Symptoms present as if the default route drops/changes, gateway is unreachable or traffic is blackholed.

Repeating here but essential to note that this is only for newly established sessions during that window.

Established sessions (e.g. continuous ICMP from tmos) are not affected during the same blackholing event window where new sessions are.

 

Thanks in advance

Dave

  • That's an intriguing set of symptoms.

    BIG-IP divides up CPU cores between running TMM and running control-plane processes. Most of the cores should be scheduled running TMM as fast as possible. TMM is the user-space traffic microkernel that communicates with the network interfaces directly, has its own IP stack, etc. One of the cores should be mostly running control plane (not TMM) processes.

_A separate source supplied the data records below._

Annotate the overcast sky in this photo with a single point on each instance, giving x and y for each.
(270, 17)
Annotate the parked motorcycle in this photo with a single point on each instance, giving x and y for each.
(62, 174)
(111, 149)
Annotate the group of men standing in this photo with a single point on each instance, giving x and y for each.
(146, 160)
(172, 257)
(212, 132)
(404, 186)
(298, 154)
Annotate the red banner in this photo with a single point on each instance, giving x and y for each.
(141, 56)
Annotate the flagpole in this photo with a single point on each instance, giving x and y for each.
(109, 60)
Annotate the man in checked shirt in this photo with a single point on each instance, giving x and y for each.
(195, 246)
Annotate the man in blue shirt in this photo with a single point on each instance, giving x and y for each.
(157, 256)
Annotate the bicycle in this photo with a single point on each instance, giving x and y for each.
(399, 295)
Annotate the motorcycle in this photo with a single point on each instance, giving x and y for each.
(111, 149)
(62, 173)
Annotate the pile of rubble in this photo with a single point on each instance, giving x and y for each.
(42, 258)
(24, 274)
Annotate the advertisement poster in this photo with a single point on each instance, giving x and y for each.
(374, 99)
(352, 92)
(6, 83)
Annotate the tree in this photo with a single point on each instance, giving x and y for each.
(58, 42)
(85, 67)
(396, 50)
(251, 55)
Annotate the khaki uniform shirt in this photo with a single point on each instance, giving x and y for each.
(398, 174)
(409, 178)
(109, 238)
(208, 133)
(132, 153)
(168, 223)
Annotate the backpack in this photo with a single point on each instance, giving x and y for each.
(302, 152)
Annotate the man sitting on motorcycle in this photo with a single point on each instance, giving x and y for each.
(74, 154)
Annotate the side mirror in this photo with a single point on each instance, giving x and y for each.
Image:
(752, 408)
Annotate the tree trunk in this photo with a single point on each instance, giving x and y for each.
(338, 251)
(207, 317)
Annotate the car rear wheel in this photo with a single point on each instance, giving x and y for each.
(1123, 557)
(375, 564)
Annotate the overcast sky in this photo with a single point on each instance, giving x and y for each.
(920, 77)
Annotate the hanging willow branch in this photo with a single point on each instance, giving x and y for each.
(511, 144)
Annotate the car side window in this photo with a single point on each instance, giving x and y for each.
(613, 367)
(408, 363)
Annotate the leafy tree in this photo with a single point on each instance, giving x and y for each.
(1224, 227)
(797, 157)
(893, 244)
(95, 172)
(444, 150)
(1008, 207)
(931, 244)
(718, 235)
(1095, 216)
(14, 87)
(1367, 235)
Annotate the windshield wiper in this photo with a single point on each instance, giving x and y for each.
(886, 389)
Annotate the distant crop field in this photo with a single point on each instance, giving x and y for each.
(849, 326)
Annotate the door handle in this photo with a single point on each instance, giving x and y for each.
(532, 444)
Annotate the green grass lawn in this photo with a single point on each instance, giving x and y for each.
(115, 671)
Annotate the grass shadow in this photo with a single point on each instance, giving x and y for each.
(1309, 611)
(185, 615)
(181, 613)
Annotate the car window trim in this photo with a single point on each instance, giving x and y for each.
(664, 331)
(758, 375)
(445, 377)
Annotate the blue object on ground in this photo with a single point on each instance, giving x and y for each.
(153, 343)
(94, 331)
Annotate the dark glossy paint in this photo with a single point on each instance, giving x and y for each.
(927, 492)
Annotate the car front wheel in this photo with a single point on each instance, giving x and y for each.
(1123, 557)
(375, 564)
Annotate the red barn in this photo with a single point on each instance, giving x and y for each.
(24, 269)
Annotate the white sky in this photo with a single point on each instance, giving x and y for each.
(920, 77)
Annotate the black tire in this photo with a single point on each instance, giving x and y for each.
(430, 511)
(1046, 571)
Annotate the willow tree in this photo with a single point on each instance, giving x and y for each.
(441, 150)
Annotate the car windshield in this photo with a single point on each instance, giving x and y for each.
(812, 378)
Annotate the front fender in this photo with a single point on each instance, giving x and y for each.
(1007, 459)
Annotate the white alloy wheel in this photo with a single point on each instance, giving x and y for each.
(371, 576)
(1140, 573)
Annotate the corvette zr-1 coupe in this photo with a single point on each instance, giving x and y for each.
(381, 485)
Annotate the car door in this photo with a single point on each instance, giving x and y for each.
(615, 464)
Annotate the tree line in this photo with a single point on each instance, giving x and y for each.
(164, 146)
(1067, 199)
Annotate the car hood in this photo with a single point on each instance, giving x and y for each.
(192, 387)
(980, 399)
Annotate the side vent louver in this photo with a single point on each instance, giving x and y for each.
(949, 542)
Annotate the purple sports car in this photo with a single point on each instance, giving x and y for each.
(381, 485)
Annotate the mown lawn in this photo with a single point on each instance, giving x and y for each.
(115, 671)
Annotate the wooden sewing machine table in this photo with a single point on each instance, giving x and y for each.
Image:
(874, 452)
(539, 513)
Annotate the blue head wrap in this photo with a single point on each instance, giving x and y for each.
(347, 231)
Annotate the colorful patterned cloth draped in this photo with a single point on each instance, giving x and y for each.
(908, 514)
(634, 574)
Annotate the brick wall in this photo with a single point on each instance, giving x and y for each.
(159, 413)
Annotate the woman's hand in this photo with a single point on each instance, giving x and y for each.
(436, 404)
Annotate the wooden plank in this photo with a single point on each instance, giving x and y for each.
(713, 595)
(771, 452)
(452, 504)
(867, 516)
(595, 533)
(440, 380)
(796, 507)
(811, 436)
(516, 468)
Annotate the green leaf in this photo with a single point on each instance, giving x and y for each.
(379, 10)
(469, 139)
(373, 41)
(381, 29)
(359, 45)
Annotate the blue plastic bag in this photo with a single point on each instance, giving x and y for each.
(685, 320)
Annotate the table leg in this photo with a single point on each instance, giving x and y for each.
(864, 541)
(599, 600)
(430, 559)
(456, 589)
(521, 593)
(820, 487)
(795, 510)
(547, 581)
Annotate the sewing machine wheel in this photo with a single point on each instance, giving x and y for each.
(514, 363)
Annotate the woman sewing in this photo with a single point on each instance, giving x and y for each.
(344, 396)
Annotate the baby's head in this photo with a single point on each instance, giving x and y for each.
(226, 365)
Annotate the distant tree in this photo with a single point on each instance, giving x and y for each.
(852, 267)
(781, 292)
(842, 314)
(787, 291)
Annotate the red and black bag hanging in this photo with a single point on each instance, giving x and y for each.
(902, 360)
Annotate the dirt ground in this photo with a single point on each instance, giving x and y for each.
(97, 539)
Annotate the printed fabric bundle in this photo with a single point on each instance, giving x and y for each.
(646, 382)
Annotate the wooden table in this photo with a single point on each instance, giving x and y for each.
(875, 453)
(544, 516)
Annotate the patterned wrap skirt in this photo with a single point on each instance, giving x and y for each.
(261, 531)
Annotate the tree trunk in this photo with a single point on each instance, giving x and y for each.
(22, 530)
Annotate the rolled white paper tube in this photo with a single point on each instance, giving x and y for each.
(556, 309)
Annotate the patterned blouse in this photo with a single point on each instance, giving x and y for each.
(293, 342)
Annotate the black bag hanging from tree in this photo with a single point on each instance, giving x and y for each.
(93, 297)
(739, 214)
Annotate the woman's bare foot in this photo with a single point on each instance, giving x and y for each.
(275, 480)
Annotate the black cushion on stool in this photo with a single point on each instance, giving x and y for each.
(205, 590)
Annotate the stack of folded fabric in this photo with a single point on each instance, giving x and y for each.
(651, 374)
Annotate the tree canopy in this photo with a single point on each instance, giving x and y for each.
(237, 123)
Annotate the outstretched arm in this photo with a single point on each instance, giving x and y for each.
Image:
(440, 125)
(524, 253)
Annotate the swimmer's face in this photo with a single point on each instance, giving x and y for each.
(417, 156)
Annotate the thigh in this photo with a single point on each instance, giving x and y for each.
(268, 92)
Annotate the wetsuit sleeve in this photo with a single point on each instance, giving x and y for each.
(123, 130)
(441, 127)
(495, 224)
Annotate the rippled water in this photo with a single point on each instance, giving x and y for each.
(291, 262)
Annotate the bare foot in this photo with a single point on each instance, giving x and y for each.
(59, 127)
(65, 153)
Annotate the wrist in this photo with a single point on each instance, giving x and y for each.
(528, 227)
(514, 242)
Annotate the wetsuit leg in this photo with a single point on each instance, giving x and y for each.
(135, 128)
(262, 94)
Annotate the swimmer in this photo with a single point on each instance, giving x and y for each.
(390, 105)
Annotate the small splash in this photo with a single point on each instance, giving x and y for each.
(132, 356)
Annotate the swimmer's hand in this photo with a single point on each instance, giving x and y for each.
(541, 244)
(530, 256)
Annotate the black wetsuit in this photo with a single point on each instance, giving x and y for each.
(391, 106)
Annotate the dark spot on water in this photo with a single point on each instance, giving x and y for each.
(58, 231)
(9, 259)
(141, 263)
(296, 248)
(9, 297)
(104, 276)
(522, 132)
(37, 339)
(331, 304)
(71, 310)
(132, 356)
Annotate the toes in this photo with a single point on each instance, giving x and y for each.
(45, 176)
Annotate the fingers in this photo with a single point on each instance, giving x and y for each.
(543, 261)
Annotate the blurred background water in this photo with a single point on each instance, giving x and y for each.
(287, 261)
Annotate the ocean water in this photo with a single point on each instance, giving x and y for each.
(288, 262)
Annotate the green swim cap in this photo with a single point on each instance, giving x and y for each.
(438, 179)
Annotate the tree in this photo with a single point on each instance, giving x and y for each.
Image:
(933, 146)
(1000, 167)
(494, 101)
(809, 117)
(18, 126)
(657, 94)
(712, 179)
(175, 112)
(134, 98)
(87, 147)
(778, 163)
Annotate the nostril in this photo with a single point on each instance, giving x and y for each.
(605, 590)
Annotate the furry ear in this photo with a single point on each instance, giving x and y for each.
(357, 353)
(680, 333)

    You can ask TMM if it's been starved for CPU or runaway iRules or other data-plane stuff by looking for "clock advanced" errors:

    https://my.f5.com/manage/s/article/K10095

     

    When BIG-IP first gets a flow (first packet of TCP or ICMP or whatever), it's added to the flow table after virtual server selection. It sounds like this may be interrupted somehow, like maybe there is a large influx of new connections that has both the right periodicity and right amount of complexity to trigger some bad behavior. BIG-IP doesn't categorize traffic into "inbound" and "outbound", they're all flows that go into the same table. So inbound and outbound traffic should be the same.

    I have seen symptoms that seem sort of similar to the ones you describe when there are MAC address conflicts.